Lynn Margulis Facts

Lynn Margulis Facts
Lynn Margulis (March 5, 1938 to November 22, 2011) was an American biologist. She is known for her work on symbiogenesis. Her theory of endosymbiosis was initially rejected by the scientific community but has now been substantiated by genetic research.
Interesting Lynn Margulis Facts:
Lynn Margulis was the oldest of four daughters born to Morris and Leona Alexander in Chicago.
In 1952 she entered Hyde Park Academy where she was a gifted student and at the age of 15 was accepted to the University of Chicago Laboratory School.
In 1957 she earned her B.A. in Liberal Arts and she transferred to the University of Wisconsin where she received a M.S. in genetics and zoology in 1960.
She received a PhD at the University of California, Berkeley with her thesis, An Unusual Pattern of Thymidine Incorporation in Euglena.
From 1966 to 1988 she was a professor of biology at Boston University.
In 1966 she wrote a paper named "On the Origin of Mitosing Cells" which was rejected most of the scientific journals until finally being accepted for publication by the Journal of Theoretical Biology.
Her theory was that the symbiotic relationships of prokaryotic organisms eventually evolved into eukaryotic cells and is important in understanding the role of organelles.
Her theory was the first to utilize direct microbiological observation and gained support in the 1980's when it was discovered that the genetic material of mitochondria and chloroplasts is different that the DNA of the nucleus.

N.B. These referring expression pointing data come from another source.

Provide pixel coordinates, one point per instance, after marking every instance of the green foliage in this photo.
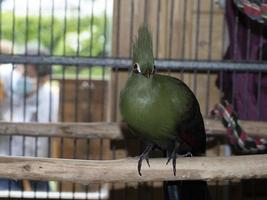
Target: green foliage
(56, 35)
(73, 37)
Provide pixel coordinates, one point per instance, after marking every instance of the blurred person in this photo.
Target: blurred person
(28, 97)
(247, 42)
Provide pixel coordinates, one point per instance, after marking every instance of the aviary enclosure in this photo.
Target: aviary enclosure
(210, 45)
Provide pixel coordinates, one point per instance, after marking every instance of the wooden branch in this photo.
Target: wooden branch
(108, 130)
(125, 170)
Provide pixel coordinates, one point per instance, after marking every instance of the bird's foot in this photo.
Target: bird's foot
(188, 154)
(172, 157)
(144, 155)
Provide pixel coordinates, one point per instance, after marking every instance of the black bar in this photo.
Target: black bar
(124, 63)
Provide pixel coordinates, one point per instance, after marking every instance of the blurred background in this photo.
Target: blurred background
(67, 60)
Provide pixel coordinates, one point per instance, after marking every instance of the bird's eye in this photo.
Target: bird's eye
(136, 68)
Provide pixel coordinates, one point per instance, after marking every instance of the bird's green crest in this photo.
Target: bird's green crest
(143, 50)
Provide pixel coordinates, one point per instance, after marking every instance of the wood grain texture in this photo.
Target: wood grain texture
(109, 130)
(125, 170)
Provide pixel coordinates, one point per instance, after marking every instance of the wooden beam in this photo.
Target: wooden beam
(108, 130)
(125, 170)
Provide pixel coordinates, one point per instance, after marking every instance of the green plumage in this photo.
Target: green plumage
(160, 109)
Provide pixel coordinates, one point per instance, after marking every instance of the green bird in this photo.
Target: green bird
(162, 111)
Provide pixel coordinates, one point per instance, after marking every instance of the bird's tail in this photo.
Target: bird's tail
(186, 190)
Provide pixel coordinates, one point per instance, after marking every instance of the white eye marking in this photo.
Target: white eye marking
(136, 68)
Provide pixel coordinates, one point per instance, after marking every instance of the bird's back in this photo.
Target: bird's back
(162, 109)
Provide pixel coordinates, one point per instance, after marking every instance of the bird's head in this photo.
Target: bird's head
(143, 60)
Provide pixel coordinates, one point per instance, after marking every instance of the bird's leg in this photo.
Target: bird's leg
(144, 155)
(172, 156)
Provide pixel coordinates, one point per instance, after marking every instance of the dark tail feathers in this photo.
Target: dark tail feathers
(186, 190)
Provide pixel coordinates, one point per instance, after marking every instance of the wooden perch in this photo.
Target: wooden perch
(125, 170)
(108, 130)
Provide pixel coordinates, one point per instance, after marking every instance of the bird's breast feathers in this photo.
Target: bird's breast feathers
(151, 109)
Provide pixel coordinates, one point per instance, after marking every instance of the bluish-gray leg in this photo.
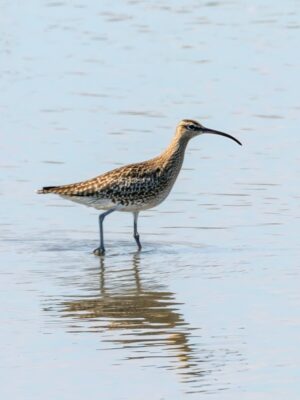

In 1988 she was appointed Distinguished Professor of Botany at the University of Massachusetts at Amherst and in 1997 she became Distinguished Professor of Geosciences there.
She proposed the idea that bacteria and viruses carry information to eukaryotic cells and are a driving force in evolution.
This theory is not widely accepted at this time but further research is warranted.
She has baffled some of her fellow scientists for her support of several controversies, including AIDS denialism, 9/11 truth committees, and anti-Darwinism.
Among her many awards are the Guggenheim Fellowship in 1978, fellowship in the American Association for the Advancement of Science in 1975, and in 2008 she was one of the thirteen recipients of the Darwin-Wallace Medal given by the Linnean Society of London.
In 2010 she received the NASA Public Service Award for Astrobiology.
Her papers are archived in the Library of Congress in Washington, D.C.